House K, Buggenhout, Belgium, by GRAUX & BAEYENS Architecten, Photography by Luc Roymans, Dennis Desmet, via: ArchDaily
The arrangement of objects in a given space or a defined format in order to give meaning to the placement and arrangement of the items, the result of the relationship between the object and the framework of the artistic creation. A private, family residence in an urban environment. From without, the building does not reveal that it is a home. It resembles a mold or an artist’s canvas or an almost two dimensional frame within whose area various openings have been placed and which are enveloped with a dynamic system of wooden, linear strips. The planar distribution of the “picture” or, in this case the front façade, creates a non-symmetrical composition which pulls towards the flanking faces in an attempt to suggest that this is, in fact, a three dimensional mass. The arrangement of the objects (the openings) is always fixed and allows for one central and permanent composition. The ability to reverse the balanced composition into a dynamic one is made possible thanks to the design of a system of smart blinds that allows the blinds to be lifted upwards whilst they are folded into what resembles a roof. All the rails and fixtures are hidden and so, when the façade is closed the dynamic and changing possibilities hidden in the residence’s facade are not apparent. All the openings open separately and so allow for different compositions. At any given moment and for whatever reason (privacy, protection from the sun) the relationship between the object and the plane can be changed. Thus we can achieve a composition that is balanced, dynamic, haphazard, closed or open within the same framework.

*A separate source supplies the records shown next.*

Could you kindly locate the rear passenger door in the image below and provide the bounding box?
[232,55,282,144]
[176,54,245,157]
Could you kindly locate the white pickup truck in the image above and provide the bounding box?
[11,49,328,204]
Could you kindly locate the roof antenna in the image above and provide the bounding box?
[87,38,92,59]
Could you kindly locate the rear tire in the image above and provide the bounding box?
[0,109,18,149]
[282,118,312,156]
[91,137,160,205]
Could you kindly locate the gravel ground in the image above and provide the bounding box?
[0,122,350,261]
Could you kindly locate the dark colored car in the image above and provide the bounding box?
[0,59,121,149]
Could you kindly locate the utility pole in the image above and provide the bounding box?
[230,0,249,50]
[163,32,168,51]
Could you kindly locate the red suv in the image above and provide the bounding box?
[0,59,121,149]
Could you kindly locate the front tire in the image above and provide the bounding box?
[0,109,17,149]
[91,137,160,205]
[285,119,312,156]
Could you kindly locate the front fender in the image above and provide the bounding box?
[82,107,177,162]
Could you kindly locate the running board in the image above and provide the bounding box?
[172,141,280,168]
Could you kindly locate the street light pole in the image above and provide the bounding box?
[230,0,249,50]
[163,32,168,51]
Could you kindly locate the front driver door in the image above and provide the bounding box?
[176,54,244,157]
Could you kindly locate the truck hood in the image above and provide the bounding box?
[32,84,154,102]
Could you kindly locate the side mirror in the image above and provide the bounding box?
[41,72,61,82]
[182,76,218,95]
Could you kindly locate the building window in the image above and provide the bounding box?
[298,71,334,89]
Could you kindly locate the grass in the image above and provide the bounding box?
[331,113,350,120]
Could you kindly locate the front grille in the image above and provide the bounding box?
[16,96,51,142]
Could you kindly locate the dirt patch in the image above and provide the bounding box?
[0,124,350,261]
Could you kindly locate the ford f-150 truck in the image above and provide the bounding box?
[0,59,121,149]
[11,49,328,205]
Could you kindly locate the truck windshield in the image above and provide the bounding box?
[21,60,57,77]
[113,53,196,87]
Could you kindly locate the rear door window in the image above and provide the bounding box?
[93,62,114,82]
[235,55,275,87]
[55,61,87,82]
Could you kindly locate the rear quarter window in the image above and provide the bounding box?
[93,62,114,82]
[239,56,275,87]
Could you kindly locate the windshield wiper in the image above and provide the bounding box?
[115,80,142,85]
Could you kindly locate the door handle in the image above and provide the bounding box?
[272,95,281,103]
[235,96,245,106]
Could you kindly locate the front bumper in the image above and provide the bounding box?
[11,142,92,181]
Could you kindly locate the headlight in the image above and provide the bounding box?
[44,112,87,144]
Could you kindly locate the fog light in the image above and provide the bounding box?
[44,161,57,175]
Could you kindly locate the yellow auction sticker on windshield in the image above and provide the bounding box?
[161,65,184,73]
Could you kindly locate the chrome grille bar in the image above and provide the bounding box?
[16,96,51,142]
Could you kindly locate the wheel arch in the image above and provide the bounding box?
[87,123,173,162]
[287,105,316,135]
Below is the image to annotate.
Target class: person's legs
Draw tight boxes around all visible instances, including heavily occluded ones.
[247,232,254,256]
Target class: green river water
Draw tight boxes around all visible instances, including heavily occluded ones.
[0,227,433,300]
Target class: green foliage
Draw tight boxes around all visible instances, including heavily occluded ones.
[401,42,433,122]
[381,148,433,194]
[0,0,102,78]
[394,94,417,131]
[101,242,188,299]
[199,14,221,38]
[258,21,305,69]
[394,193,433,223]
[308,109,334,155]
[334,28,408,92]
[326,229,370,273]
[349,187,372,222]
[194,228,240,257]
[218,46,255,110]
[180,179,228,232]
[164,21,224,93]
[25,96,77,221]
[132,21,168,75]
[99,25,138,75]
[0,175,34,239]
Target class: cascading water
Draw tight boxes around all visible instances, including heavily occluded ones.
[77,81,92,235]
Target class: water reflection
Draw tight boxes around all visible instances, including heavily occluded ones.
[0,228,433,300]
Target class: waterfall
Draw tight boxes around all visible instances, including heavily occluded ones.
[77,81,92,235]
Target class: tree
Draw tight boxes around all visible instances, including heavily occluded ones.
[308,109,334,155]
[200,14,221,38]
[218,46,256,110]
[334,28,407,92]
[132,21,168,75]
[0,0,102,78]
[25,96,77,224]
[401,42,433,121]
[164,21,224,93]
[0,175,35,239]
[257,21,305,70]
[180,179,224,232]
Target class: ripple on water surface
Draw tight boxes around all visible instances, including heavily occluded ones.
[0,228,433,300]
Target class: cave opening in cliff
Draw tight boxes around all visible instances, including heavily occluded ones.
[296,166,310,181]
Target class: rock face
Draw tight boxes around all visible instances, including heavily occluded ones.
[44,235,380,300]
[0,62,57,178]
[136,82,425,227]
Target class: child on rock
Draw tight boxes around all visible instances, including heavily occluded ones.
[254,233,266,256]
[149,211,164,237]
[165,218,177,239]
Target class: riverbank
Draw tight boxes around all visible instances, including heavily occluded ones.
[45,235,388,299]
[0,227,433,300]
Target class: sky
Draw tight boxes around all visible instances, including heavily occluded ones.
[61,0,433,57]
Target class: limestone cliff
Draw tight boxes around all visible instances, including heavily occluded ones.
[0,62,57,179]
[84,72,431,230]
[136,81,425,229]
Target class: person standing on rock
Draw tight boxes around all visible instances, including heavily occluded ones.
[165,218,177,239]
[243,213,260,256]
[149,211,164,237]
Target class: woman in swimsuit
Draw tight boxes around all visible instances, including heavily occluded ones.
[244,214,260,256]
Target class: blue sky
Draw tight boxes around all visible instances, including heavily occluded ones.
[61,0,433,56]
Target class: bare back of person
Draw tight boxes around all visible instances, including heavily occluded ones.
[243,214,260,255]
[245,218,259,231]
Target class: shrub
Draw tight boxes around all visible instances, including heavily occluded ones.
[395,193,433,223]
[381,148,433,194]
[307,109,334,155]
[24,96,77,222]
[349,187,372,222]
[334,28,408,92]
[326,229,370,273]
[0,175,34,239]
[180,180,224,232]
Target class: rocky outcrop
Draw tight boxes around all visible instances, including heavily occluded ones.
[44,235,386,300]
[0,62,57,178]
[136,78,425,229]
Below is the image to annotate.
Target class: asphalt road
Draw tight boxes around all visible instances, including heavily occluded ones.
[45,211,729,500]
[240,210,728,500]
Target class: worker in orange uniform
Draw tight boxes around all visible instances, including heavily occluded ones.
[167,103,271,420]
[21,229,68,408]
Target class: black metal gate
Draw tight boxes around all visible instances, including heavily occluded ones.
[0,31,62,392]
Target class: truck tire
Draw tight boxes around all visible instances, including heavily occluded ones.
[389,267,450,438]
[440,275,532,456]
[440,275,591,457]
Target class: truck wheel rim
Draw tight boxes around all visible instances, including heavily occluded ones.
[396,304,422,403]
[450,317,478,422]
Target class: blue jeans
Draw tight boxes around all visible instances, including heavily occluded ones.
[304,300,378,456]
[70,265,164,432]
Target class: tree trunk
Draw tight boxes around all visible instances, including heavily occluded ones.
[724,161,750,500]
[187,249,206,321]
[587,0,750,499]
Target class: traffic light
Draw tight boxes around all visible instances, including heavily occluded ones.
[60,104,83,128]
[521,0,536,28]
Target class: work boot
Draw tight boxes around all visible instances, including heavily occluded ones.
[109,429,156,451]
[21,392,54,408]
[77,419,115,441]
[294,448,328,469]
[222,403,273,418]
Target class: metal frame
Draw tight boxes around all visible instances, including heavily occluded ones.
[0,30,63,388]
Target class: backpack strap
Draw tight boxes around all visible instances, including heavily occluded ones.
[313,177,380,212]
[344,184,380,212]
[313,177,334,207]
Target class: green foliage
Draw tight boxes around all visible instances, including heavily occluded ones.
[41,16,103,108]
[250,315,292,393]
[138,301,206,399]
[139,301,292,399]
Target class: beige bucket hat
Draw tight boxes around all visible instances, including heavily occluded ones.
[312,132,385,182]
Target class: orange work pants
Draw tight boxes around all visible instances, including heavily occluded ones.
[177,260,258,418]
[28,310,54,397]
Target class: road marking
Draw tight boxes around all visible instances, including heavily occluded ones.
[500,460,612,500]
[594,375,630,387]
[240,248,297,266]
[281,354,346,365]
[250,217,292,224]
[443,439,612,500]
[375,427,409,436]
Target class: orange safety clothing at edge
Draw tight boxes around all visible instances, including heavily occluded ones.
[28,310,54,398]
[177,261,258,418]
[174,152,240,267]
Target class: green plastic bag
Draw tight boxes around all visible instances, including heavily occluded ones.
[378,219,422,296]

Movement through the house is accompanied (thanks to the flexible blind system) by different views of the outside, some exposed and bare, others undisguised and others framing a section of landscape especially designed for it. This selfsame changeability and flexibility also allows control of the amount of sunlight and natural light entering through the openings and into the homes spaces. These spaces are characterized by a restrained use of materials and form so that the light penetrating the space creates a sense of drama, movement and dynamism which seems to breathe life into the souls of the silent walls. Thus, in effect, the system of relationships between the street and the structure composed of changing, but two dimensional compositions on a framed and flat plane develops, for the user of the house’s spaces, an open area that incorporates abstract or tangible images with volume. The relationship between these same volumes (the walls, the stairs, the various partitions and the different elements in the house) and the space, create, through the structures changing facade and the dynamism of the blinds, changing compositions, sometimes controlled and sometimes random with a new and different experience being created each time for the user and those living in the home.